Politik uang atau money politics adalah hal yang dianggap menjadi budaya oleh masyarakat Indonesia, bahkan berdasarkan data LSI, menyebut misalnya politik uang yang terjadi pada Pileg 2014 mencapai 30% dan pada tahun 2019 naik menjadi 33,1%. Muhtadi dalam riset (BRIN, 2021) jika angka 33,1% adalah akumulasi dari total DPT sebanyak 192 juta orang, maka ada sekitar 63,5 juta orang yang terkena paparan politik uang. Jadi apakah ini sudah menjadi budaya atau penyakit yang mengotori demokrasi? Apa yang perlu dibenahi dari maraknya politik uang yang masih sering terjadi di Indonesia, bahkan dari range besar sampai terkecil seperti lingkup pemilihan Kepala Desa tak luput dari money politics. Budaya sendiri adalah hal yang lahir dimasyarakat kemudian tumbuh dan dipelihara, diakui dan menjadi ciri dari suatu etnis, kelompok, suku atau bahkan bangsa, lantas apakah kita setuju jika money politics dikatakan sebagai budaya bangsa? Tentu saja tidak. Tutur Arif Nur Alam pada Rabu, 29 Maret 2023 dalam live streaming diakun Youtube Bawaslu RI dan Zoom meeting dengan seluruh jajaran Penyelenggara Pemilu Bawaslu dari tingkat Provinsi Jawa Barat, Bawaslu Kabupaten, Panwaslu Kecamatan sampai Pengawas Kelurahan/Desa.

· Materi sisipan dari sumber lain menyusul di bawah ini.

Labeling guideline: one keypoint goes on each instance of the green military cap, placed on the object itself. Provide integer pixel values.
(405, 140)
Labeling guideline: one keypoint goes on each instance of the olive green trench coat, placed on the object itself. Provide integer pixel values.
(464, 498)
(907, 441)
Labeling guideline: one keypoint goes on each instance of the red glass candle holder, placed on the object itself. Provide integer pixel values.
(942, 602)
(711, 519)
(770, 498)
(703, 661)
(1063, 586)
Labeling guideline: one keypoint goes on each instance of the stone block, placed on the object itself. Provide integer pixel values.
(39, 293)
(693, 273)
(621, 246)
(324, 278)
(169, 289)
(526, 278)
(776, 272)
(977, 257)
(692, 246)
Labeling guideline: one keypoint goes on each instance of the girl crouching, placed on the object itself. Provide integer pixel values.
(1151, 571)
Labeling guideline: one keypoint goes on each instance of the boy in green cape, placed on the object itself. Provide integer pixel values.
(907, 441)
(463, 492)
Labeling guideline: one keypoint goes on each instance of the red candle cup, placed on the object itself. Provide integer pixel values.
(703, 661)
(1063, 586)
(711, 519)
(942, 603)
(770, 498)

Money Politcs ditujukan untuk banyak hal, salah satunya untuk vote buying atau membeli suara, bahkan secara extreme bisa menghilangkan hak pilih peserta pemilu. Tanpa sadar ancaman dari politik uang seakan membangun demokrasi, padahal suara partisipatif kita sebagai WNI yang memiliki hak pilih akan terpasung, menyandera negara dengan pemimpin yang kita tidak ketahui secara pasti kredibilitasnya. Praktik politik uang yang disertai dengan logika transaksional marak klientelisme dan makin tingginya para broker. Namun hal ini dapat dicegah dengan pengawasan partisipatif yang dilakukan secara aktif oleh penyelenggara pemilu. Pengawasan partisipatif dapat dilakukan contohnya dengan membangun diskusi forum warga, pemberdayaan komunitas, sosialisasi kominitas digital jarimu awasi, pembentukan desa anti politik uang, kampung pengawasan, dan dari sisi akademisi dan perguruan tinggi dapat membuat KKN Tematik salah satunya mengenai ancaman dan strategi pencegahan money politics di masyarakat.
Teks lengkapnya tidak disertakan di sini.